Do not be style-consistent just for being consistent. Code should be readable, i.e. understandable, that's the only real measure. Adding clutter to 95% of the methods to be consistent with the other 5%, well, that just does not sound right to me.
There is a huge codebase that uses the 'old'/current rules. I would bet that is going to be so for a long time. The problem of consistency is two-fold: who are you going to be consistent with, the few code that will require the new syntax or all existing code?
I will keep with the old syntax when the new one is not required for a bit, but then again, only time will tell what becomes the common usage.
Also note that the new syntax is still a little weird: you declare the return type as auto and then define what auto means at the end of the signature declaration... It does not feel natural (even if you do not compare it with your own experience)
Personally, I would use it when it is necessary. Just like this-> is only necessary when accessing members of a base class template (or when they are otherwise hidden), so auto fn() -> type is only necessary when the return type can't be determined before the rest of the function signature is visible.
Using this rule of thumb will probably help the majority of code readers, who might think "why did the author think we need to write the declaration this way?" otherwise.
I don't think it is necessary to use it for regular functions. It has special uses, allowing you to do easily what might have been quite awkward before. For example:
template <class Container, class T>
auto find(Container& c, const T& t) -> decltype(c.begin());
Here we don't know if Container is const or not, hence whether the return type would be Container::iterator or Container::const_iterator (can be determined from what begin() would return).
Seems to me like it would be changing the habit of a lifetime for a lot of C++ (and other C like) programmers.
If you used that style for every single function then you might be the only one doing it :-)
I am going to guess that the current standard will win out, as it has so far with every other proposed change to the definition. It has been extended, for sure, but the essential semantics of C++ are so in-grained that I don't think they are worth changing. They have influenced so many languages and style guides its ridiculous.

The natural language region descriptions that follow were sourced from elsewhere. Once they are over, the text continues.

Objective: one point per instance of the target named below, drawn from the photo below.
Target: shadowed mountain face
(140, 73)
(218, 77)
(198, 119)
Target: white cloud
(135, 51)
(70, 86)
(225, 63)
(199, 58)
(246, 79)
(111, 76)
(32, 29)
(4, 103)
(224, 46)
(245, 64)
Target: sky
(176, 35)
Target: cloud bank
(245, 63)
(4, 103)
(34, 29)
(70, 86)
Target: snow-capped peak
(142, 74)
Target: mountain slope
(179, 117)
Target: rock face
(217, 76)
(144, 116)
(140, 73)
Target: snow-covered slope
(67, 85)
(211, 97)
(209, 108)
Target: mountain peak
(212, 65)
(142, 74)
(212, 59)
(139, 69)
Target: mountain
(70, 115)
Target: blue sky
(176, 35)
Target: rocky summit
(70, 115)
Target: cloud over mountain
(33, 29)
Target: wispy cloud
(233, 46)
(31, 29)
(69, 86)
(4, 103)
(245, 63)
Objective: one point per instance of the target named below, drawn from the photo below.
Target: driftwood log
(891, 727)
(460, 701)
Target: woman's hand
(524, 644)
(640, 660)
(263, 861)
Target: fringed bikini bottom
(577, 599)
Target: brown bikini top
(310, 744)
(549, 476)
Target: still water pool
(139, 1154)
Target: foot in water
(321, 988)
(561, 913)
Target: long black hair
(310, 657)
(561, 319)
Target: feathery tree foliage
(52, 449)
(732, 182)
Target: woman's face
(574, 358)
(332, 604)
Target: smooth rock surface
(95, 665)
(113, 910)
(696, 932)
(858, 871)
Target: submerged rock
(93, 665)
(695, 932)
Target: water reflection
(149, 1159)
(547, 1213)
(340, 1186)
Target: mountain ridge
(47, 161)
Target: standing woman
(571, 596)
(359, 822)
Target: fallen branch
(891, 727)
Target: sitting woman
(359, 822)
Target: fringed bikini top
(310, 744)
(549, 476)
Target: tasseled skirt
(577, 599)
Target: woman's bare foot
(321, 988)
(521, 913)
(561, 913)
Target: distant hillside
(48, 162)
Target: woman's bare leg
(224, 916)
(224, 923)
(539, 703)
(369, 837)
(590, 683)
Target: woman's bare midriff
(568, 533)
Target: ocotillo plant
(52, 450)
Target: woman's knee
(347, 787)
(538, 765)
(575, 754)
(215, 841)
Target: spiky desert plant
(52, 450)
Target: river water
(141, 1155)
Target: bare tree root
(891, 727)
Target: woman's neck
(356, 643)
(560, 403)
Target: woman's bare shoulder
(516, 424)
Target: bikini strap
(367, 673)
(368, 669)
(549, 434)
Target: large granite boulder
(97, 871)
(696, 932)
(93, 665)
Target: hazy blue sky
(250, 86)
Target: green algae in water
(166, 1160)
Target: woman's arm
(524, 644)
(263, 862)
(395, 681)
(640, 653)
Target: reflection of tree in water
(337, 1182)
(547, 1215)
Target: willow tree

As to your question, I would try and separate the code into modules to make it clear where you are using old style vs new style. Where the two mix I would make sure and delineate it as much as possible. Group them together, etc.
[personal opinion]I find it really jarring to surf through files and watch the style morph back and forth, or change radically. It just makes me wonder what else is lurking in there [/personal opinion]
Good style changes -- if you don't believe me, look at what was good style in 98 and what is now -- and it is difficult to know what will considered good style and why. IMHO, currently everything related to C++0X is experimental and the qualification good or bad style just doesn't apply, yet.